The proposed Patient Access to Disposable Medical Technology Act of 2015 would require Medicare to reimburse disposable products that are not considered as “durable” as presently defined in the Medicare law. Current rules require long-term durability of products to be eligible for the DME benefit.

According to a press release from Burr’s office, the “statutory definition of DME is decades old and written at a time when typical DME products were items like wheelchairs and crutches. Today, a number of innovative, disposable technologies have become available to patients that can be easier to use and less expensive than their durable counterparts and provide benefits to patients.”

The bill’s authors explain that many patients transitioning from hospital care into home care are facing health gaps. Upon discharge, many older patients lose access to newer products and devices they have used in the hospital setting. Instead, they make do using older technologies just so they can continue receiving Medicare benefits. This disruption in the continuity of care is linked to adverse patient outcomes and readmissions.

“Seniors shouldn’t have to live with bulky, outdated medical technologies when there are better, modern options available to them,” Burr said in a statement. “This relatively simple bill will help seniors get new technologies that will enable them to heal faster and better meet their needs so that they can enjoy a better quality of life.”

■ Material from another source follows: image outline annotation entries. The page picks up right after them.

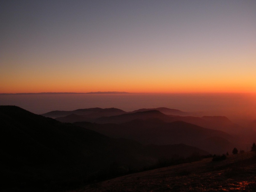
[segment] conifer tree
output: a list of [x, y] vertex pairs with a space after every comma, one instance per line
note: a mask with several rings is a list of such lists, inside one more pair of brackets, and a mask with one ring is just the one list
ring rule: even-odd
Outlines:
[[256, 153], [256, 145], [255, 145], [255, 143], [253, 143], [252, 144], [252, 146], [251, 148], [251, 151], [254, 151]]

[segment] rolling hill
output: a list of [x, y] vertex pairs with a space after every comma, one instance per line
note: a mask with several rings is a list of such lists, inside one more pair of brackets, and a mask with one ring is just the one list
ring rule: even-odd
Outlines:
[[180, 151], [180, 156], [208, 154], [185, 145], [147, 146], [113, 139], [14, 106], [0, 106], [0, 124], [1, 189], [60, 189], [138, 171]]

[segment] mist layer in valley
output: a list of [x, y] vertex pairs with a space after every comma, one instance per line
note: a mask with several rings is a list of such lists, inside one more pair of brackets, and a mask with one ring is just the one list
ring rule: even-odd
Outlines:
[[245, 127], [225, 116], [192, 115], [160, 107], [130, 112], [91, 108], [38, 115], [0, 106], [1, 161], [6, 176], [2, 187], [64, 190], [227, 155], [235, 147], [247, 153], [255, 141], [255, 121]]

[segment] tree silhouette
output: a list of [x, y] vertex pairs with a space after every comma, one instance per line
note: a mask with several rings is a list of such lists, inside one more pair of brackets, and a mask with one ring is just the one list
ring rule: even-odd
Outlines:
[[255, 143], [253, 143], [252, 144], [252, 146], [251, 148], [251, 151], [254, 151], [255, 153], [256, 153], [256, 145], [255, 144]]
[[237, 154], [237, 153], [238, 153], [238, 150], [237, 149], [235, 148], [234, 149], [233, 149], [233, 150], [232, 151], [232, 153], [235, 155], [236, 154]]

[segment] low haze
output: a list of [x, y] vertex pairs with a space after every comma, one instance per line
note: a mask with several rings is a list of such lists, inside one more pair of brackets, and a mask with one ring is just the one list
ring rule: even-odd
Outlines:
[[0, 3], [0, 93], [255, 92], [254, 1]]

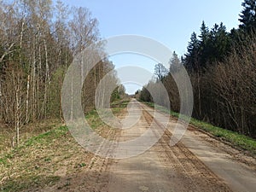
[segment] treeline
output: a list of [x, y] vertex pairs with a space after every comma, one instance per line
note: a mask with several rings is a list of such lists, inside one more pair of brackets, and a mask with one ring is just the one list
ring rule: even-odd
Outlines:
[[[105, 53], [98, 21], [86, 8], [51, 0], [1, 1], [0, 18], [0, 127], [9, 127], [18, 143], [24, 125], [61, 118], [64, 75], [74, 56], [91, 44], [100, 61], [85, 79], [82, 104], [84, 112], [94, 108], [95, 90], [113, 65], [99, 60]], [[113, 79], [118, 84], [114, 73]]]
[[162, 69], [155, 70], [156, 82], [149, 82], [140, 98], [152, 102], [147, 87], [161, 81], [172, 109], [178, 112], [178, 91], [169, 72], [178, 73], [183, 65], [193, 86], [193, 117], [256, 137], [256, 1], [245, 0], [242, 7], [239, 28], [230, 32], [223, 23], [209, 29], [202, 22], [187, 54], [179, 59], [174, 52], [168, 70], [158, 64]]

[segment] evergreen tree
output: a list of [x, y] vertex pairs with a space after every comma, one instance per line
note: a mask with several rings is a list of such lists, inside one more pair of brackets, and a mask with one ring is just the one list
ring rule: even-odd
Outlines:
[[244, 0], [241, 3], [244, 9], [240, 15], [240, 27], [246, 31], [256, 29], [256, 0]]
[[184, 65], [189, 71], [195, 70], [198, 62], [198, 54], [200, 48], [200, 41], [197, 38], [196, 33], [193, 32], [187, 47], [188, 52], [185, 55]]

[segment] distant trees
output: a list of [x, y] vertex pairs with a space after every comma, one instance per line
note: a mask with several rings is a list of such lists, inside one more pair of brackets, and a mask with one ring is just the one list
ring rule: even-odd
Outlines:
[[247, 32], [256, 29], [256, 1], [244, 0], [241, 3], [243, 10], [240, 15], [240, 27]]
[[[178, 112], [178, 90], [170, 72], [184, 65], [193, 86], [193, 117], [256, 137], [256, 1], [244, 0], [242, 6], [238, 29], [228, 32], [223, 23], [209, 29], [203, 21], [200, 34], [192, 33], [184, 57], [174, 52], [169, 73], [155, 75], [168, 91], [172, 109]], [[147, 91], [153, 85], [157, 82], [144, 86], [142, 100], [153, 102]]]
[[154, 74], [156, 75], [157, 80], [162, 81], [167, 73], [168, 71], [162, 63], [158, 63], [154, 66]]

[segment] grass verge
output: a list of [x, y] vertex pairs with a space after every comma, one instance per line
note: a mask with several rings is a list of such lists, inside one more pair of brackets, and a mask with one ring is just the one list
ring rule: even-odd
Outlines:
[[[128, 102], [119, 101], [113, 103], [113, 113], [118, 115]], [[85, 119], [96, 131], [106, 131], [107, 125], [96, 110], [88, 113]], [[67, 126], [48, 126], [45, 124], [45, 127], [40, 127], [42, 131], [47, 131], [22, 140], [19, 147], [1, 151], [0, 191], [36, 191], [37, 189], [59, 184], [63, 179], [67, 183], [70, 175], [86, 169], [93, 154], [77, 143]], [[65, 189], [68, 190], [68, 186]]]
[[[178, 118], [180, 114], [176, 112], [169, 111], [164, 107], [154, 105], [152, 102], [144, 102], [150, 108], [154, 108], [157, 110], [171, 114], [173, 117]], [[242, 150], [248, 151], [251, 154], [256, 154], [256, 140], [253, 139], [245, 135], [239, 134], [235, 131], [231, 131], [224, 128], [214, 126], [209, 123], [200, 121], [196, 119], [190, 119], [190, 125], [195, 126], [196, 128], [201, 129], [211, 135], [228, 142], [231, 146]]]

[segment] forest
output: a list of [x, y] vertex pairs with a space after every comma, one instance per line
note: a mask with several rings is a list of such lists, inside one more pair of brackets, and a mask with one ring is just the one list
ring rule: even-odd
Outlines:
[[[100, 61], [86, 77], [82, 105], [84, 113], [94, 108], [95, 90], [114, 66], [104, 57], [98, 21], [88, 9], [51, 0], [1, 1], [0, 17], [0, 125], [13, 145], [19, 145], [24, 125], [62, 119], [65, 73], [74, 56], [91, 44]], [[114, 73], [113, 80], [118, 86]], [[112, 99], [118, 96], [116, 89]]]
[[193, 86], [192, 117], [255, 138], [256, 1], [245, 0], [241, 5], [238, 28], [227, 32], [224, 23], [209, 28], [203, 21], [200, 34], [192, 33], [184, 55], [179, 58], [174, 52], [168, 69], [161, 63], [155, 66], [157, 79], [137, 91], [140, 99], [153, 102], [147, 88], [162, 83], [172, 110], [179, 112], [171, 72], [178, 73], [183, 65]]

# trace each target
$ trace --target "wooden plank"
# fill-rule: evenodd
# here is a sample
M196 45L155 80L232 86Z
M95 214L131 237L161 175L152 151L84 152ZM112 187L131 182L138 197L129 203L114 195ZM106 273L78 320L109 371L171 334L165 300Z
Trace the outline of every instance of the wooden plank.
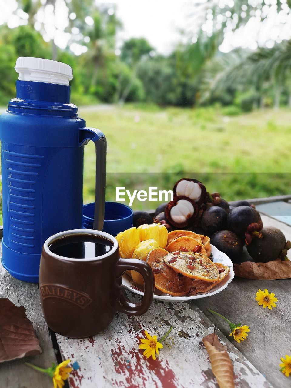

“Medical innovation has helped make life easier for a lot of Colorado seniors,” Bennet said in the same statement. “Unfortunately, Medicare hasn’t kept pace to ensure beneficiaries have access to innovative, disposable technologies that are easy to use and often less expensive. This bill makes a simple update to the Medicare program to ensure both disposable and durable technologies are covered.”

The bill proposes a payment rate for newer technologies to be 95 percent of the analogous DME product. If passed, the legislation would not only help spur the development of innovative, cost-effective, and easy-to-use products, but lower Medicare costs as well, the authors said in the press release.

The Advanced Medical Technology Association (AdvaMed) expressed its support of the new bill updating Medicare’s DME policy.

“As medicine advances and innovation occurs in the treatment of injuries, illnesses, disabilities, and chronic conditions, Medicare beneficiaries are losing access to disposable forms of durable devices that traditionally have been covered under the DME benefit,” Stephen J. Ubl, president and CEO, AdvaMed, said in a statement.

“The legislation introduced today will eliminate this obstacle, providing beneficiaries and their physicians the additional choice of a disposable medical technology to meet their individual need,” he added.